Whether principle of Res judicata is applicable even if subject matter of dispute is different in both suits?

The principle of res judicata is well known. Explanation III to Section 11 states that the matter referred to must in the former suit have been alleged by one party and either denied or admitted, expressly or implied-ly, by the other. Explanation IV further states that any matter which might and ought to have been made ground of defence or attack in such former suit should be deemed to be a matter directly and substantially in issue in such suit. For the application of Section 11, C.P.C. it is not always necessary that the issue in conflict must be raised in the pleadings themselves as such conflict may come up for decision otherwise also in view of the stand taken by the parties in course of the hearing of the suit. It is also well settled that even if the subject matter of dispute be different, as in the instant case the period for which the rent was claimed was different in the two suits, if the matter is otherwise covered by Section 11 of the Code of the Civil Procedure the principle of res judicata will apply with equal force. This being the position the decision in Title Appeal No. 65 of 1962 will operate as res judicata against the pre-sent appellant and he cannot competently challenge in the instant suit about there being no relationship of landlord and tenant between him and the plaintiff. This is one aspect of the matter.

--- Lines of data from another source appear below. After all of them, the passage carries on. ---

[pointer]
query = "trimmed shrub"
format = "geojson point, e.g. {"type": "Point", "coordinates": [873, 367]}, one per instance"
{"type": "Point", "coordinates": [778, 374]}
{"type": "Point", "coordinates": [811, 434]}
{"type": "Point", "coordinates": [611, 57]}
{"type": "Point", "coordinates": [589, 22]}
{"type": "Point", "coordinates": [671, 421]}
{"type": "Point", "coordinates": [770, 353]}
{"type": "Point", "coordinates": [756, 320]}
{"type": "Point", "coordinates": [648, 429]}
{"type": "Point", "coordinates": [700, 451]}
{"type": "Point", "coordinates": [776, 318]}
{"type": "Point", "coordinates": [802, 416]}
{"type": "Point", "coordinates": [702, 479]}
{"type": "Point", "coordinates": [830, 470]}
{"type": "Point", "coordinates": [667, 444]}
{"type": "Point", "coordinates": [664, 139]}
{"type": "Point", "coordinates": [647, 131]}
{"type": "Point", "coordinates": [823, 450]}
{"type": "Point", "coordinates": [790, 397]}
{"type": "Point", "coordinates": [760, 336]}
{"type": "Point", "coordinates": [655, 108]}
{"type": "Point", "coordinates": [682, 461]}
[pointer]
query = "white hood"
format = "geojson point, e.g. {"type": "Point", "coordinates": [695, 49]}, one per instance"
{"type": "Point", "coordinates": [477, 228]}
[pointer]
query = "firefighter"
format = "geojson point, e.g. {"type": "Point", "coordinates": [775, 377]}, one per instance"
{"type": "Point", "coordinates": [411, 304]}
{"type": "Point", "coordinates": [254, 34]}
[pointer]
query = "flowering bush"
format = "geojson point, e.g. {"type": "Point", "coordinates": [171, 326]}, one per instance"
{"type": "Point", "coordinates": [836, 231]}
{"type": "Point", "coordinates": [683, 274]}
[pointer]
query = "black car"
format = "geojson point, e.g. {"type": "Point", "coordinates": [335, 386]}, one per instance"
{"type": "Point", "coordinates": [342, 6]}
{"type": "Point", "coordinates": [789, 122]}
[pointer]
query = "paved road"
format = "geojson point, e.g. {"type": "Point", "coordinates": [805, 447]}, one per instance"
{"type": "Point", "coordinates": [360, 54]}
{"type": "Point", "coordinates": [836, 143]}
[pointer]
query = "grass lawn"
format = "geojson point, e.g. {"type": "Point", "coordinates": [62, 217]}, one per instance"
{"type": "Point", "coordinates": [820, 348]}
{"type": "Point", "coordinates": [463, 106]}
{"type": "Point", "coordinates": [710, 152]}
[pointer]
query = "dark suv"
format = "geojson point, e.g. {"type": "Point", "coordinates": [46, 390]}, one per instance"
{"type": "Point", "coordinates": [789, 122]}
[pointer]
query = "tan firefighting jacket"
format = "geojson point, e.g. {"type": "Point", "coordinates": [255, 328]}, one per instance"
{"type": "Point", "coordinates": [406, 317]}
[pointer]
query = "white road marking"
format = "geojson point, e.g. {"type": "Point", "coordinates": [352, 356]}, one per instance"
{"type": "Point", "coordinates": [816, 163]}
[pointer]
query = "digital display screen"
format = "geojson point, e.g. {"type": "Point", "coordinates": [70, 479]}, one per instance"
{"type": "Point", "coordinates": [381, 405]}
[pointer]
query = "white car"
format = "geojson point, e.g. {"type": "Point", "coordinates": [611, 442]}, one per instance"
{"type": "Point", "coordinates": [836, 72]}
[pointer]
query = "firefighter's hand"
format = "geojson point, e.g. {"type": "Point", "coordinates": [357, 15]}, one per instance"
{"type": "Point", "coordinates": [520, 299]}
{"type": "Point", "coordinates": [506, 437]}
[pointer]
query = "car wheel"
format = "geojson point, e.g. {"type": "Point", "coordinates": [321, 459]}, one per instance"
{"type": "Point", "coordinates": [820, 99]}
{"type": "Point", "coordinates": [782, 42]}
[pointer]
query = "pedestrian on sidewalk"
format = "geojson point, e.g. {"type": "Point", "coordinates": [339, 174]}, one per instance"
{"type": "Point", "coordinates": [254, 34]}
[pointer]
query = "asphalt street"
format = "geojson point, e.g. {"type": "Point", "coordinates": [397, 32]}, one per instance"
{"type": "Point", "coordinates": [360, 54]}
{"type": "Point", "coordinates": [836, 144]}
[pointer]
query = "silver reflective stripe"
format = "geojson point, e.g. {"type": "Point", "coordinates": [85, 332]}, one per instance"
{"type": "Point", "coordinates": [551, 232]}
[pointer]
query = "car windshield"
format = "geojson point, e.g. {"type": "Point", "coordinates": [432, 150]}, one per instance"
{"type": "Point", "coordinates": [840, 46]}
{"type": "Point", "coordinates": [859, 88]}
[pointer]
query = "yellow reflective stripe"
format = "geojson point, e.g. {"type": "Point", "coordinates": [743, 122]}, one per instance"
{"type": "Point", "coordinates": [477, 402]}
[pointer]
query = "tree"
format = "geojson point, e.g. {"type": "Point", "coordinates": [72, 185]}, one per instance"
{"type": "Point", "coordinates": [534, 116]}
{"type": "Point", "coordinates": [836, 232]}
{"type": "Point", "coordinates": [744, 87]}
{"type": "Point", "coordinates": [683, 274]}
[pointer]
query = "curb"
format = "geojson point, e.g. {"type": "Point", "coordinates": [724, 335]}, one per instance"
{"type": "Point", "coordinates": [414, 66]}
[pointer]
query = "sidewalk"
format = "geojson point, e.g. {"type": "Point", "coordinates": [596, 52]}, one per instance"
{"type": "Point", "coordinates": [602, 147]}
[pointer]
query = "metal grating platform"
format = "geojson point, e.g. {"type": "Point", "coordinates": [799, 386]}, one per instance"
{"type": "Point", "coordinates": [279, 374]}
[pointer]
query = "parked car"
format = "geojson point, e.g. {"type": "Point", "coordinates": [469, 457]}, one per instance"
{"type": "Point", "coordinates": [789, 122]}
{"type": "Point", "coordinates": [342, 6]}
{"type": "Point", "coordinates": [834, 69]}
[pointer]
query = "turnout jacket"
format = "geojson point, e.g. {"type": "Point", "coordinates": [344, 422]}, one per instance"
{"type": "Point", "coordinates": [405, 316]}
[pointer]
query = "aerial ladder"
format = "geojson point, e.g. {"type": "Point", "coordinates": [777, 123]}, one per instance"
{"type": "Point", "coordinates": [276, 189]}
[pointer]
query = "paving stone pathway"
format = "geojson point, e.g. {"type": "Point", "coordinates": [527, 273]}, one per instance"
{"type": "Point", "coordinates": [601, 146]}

IN THE HIGH COURT OF PATNA

Appeal from Appellate Decree No. 76 of 1970

Decided On: 18.01.1980

Thakur Ram Sahai Sinha  Vs. Mostt. Bimla Devi and Anr.

Hon'ble Judges/Coram:
H.L. Agarwal and C.S.S. Sinha , JJ.

Citation: Citation : AIR 1980 Pat 204



1. Defendant No. 1 has come up in second appeal against the judgment of reversal passed by the lower appellate court, namely, First Additional Subordinate Judge, Gaya. One Simla Devi, respondent No. 1, as plaintiff, instituted Money Suit No. 66 of 1963, praying for a decree for Rs. 1,120 against three persons, namely, the appellant (defendant No. 1), the State of Bihar and one Sri Balmiki Prasad Sinha impleading the latter two as defendants 2 and 3. The claim was on account of 'rent or damage' in respect of a house at the rate of Rs. 40 per month for a period of 28 months from February, 1960 to May, 1962. The plaintiff prayed for a joint decree against the three defendants.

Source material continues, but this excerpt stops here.